Originally published by RT.com.
When Facebook acquired WhatsApp, it promised to respect the privacy of its users. That hasn’t been the case, and the firm now employs thousands of staff to read supposedly-encrypted chats.
Social media behemoth Facebook acquired WhatsApp in 2014, with CEO Mark Zuckerberg promising to keep the stripped-down, ad-free messaging app “exactly the same.” End-to-end encryption was introduced in 2016, with the app itself offering on-screen assurances to users that “No one outside of this chat” can read their communications, and Zuckerberg himself telling the US Senate in 2018 that “We don’t see any of the content in WhatsApp.”
Allegedly, none of that is true. More than a thousand content moderators are employed at shared Facebook/WhatsApp offices in Austin, Texas, Dublin, Ireland, and Singapore to sift through messages reported by users and flagged by artificial intelligence.
Based on internal documents, interviews with moderators, and a whistleblower complaint, ProPublica explained how the system works in a lengthy investigation published on Wednesday.

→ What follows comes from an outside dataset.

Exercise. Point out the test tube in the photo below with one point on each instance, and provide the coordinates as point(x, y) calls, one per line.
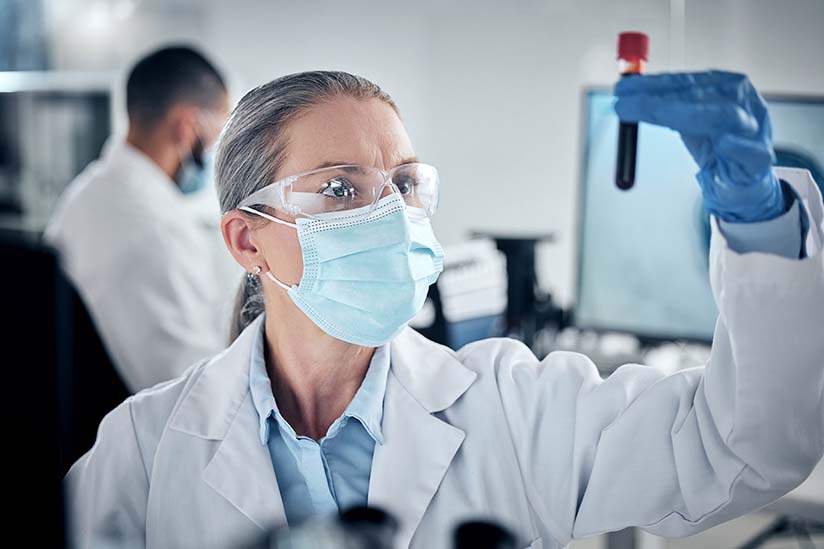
point(633, 48)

When a user presses ‘report’ on a message, the message itself plus the preceding four messages in the chat are unscrambled and sent to one of these moderators for review. Moderators also examine messages picked out by artificial intelligence, based on unencrypted data collected by WhatsApp. The data collected by the app is extensive, and includes:
“The names and profile images of a user’s WhatsApp groups as well as their phone number, profile photo, status message, phone battery level, language and time zone, unique mobile phone ID and IP address, wireless signal strength and phone operating system, as a list of their electronic devices, any related Facebook and Instagram accounts, the last time they used the app and any previous history of violations.”
These moderators are not employees of WhatsApp or Facebook. Instead they are contractors working for $16.50 per hour, hired by consulting firm Accenture. These workers are bound to silence by nondisclosure agreements, and their hiring went unannounced by Facebook.

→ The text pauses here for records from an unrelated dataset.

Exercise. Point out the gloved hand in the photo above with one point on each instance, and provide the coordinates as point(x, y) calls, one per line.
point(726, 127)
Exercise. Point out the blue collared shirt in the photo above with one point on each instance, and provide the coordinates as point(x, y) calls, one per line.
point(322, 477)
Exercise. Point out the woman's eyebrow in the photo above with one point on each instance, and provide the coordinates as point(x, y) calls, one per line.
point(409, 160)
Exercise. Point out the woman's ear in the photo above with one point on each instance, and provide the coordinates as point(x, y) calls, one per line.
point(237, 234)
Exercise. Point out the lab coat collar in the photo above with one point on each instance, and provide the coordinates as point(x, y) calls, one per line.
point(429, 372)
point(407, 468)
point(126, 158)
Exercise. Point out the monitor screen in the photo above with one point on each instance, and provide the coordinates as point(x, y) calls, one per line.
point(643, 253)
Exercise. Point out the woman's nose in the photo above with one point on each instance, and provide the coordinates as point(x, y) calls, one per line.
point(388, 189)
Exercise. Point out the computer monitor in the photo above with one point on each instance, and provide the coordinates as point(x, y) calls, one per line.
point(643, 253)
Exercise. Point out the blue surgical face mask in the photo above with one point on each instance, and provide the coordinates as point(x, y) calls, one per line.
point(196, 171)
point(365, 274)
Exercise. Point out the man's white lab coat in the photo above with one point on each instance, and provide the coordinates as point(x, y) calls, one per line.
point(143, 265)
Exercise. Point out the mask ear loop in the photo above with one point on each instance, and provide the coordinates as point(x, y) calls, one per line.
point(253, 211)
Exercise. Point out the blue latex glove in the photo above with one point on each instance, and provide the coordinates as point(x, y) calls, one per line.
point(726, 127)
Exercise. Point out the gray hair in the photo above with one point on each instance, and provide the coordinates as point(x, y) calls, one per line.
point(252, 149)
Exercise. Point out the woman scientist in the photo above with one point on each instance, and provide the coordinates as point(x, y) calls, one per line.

Likewise, the actions of these moderators go unreported. Facebook releases quarterly ‘transparency reports’ for its own platform and subsidiary Instagram, detailing how many accounts were banned or otherwise disciplined and for what, but does not do this for WhatsApp.

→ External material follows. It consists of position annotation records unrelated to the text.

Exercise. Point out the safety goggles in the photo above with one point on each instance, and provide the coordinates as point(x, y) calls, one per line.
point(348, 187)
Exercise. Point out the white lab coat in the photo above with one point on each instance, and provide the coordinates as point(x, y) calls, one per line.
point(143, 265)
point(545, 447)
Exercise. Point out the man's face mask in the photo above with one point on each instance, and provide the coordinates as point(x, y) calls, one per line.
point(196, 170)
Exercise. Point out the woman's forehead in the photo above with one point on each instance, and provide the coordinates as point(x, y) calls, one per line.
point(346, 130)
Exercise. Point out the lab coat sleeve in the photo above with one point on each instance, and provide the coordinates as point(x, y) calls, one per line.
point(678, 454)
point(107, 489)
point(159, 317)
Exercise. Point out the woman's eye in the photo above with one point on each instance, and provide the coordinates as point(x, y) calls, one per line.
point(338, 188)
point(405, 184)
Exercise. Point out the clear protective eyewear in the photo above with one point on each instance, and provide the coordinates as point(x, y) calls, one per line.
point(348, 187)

Many of the messages reviewed by moderators are flagged in error. WhatsApp has two billion users who speak hundreds of languages, and staff sometimes have to rely on Facebook’s translation tool to analyze flagged messages, which one employee said is “horrible” at decoding local slang and political content.
Aside from false reports submitted as pranks, moderators have to analyze perfectly innocent content highlighted by AI. Companies using the app to sell straight-edge razors have been flagged as selling weapons. Parents photographing their bathing children have been flagged for child porn, and lingerie companies have been flagged as forbidden “sexually oriented business[es].”
“A lot of the time, the artificial intelligence is not that intelligent,” one moderator told ProPublica.
WhatsApp acknowledged that it analyzes messages to weed out “the worst” abusers, but doesn’t call this “content moderation.”
“We actually don’t typically use the term for WhatsApp,” Director of Communications Carl Woog told ProPublica. “The decisions we make around how we build our app are focused around the privacy of our users, maintaining a high degree of reliability and preventing abuse.”
Facebook has lied about its commitment to user privacy before. Two years after Zuckerberg assured users that his company would keep WhatsApp ad-free and let the company “operate completely autonomously,” he revealed plans to link WhatsApp accounts to Facebook for the purposes of ad targeting. This move earned Facebook a $122 million fine from EU antitrust regulators, who said the Facebook CEO had “intentionally or negligently” deceived them.
Despite Zuckerberg’s assurances of privacy, WhatsApp shares more user metadata (data that can identify a user without the content of their messages) with law enforcement than rival messaging services from Apple and Signal. This metadata, which can reveal phone numbers, location, timestamps, and more, is valuable to law enforcement and intelligence agencies, with NSA whistleblower Edward Snowden’s 2013 leaks revealing a large-scale operation by the agency to capture the metadata of millions of Americans’ communications.
“Metadata absolutely tells you everything about somebody’s life,” former NSA General Counsel Stewart Baker once said. “If you have enough metadata, you don’t really need content.”
Across all of its platforms, Facebook complies with 95% of requests for metadata. While it is unknown what law enforcement has been able to glean from WhatsApp metadata, the US Department of Justice has requested this metadata more than a dozen times since 2017 and likely far more frequently, given many of these requests are not made public. WhatsApp metadata has been used to jail Natalie Edwards, a former Treasury Department official who leaked confidential banking reports about suspicious transactions to BuzzFeed News.
Inside WhatsApp, the company stresses the importance of promoting itself as a privacy-focused operation. A marketing document obtained by ProPublica states that WhatsApp should portray itself as “courageous,” taking a “strong, public stance that is not financially motivated on things we care about,” such as defending encryption and user privacy.
However, another line in the same document states that “future business objectives” mean that “while privacy will remain important, we must accommodate for future innovations.”